The spunky Brussels griffon is full of himself, brimming with self-confidence and gusto. He is bold, playful, stubborn and mischievous. He is usually good with other dogs and pets. He tends to bark and climb, and some Brussels griffons can be escape artists. This breed makes a saucy companion for a family wanting an entertaining, sensitive pet.
Brussels Griffon Dog Care
The Brussels griffon is an active breed, always on the lookout for action. He needs daily mental and physical stimulation, but his small size makes such stimulation possible with a robust indoor game. He also enjoys a short walk on leash. This breed cannot live outside, although he appreciates the opportunity to spend time in the yard. The rough coat needs combing two or three times weekly, plus shaping by stripping every three months. Grooming for the smooth coat is minimal, consisting only of occasional brushing to remove dead hair.

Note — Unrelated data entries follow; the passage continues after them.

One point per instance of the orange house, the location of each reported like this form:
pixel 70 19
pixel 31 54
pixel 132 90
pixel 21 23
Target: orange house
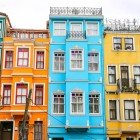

Brussels Griffon Dog Health
Major concerns: none
Minor concerns: none
Occasionally seen: weak bladder, patellar luxation, distichiasis
Suggested tests: none
Life span: 12-15 years
Interested in the history of the Brussels Griffon dog breed?
A product of Belgium, the
Brussels griffon probably had as his forebears the affenpinscher and a Belgian street dog, the griffon d'ecurie, or "stable griffon." The breed gained favor as a guard of cabs in Brussels, where his cocky but comic demeanor was most likely more effective at attracting riders than dissuading robbers. In the late 1800s, this mixture was then crossed with the pug, at that time extremely popular in neighboring Holland. The pug crosses account for the brachycephalic head type and for the smooth-coated individuals of the breed, known then (and still in some countries) as the petit brabancon. Although the smooths were initially destroyed (after all, griffon means wiry), they were soon after accepted. By 1880, the breed was sufficiently established to be recognized at Belgian dog shows. Around this same time there is some suggestion that additional crosses were made with the Yorkshire terrier and English toy spaniel, the latter further contributing to the Brussels griffon's head configuration. By the early 1900s, the little street urchin had risen to the heights of popularity in Belgium and found himself in great demand by nobility. Although his numbers were decimated by World War I, the breed recovered and has since gained ardent admirers around the world. In some countries, only the red longer-coated dogs are classified as the Brussels griffon; black longer-coated dogs are known as the Belgian griffon; and smooth-coated dogs are known as the petit brabancon.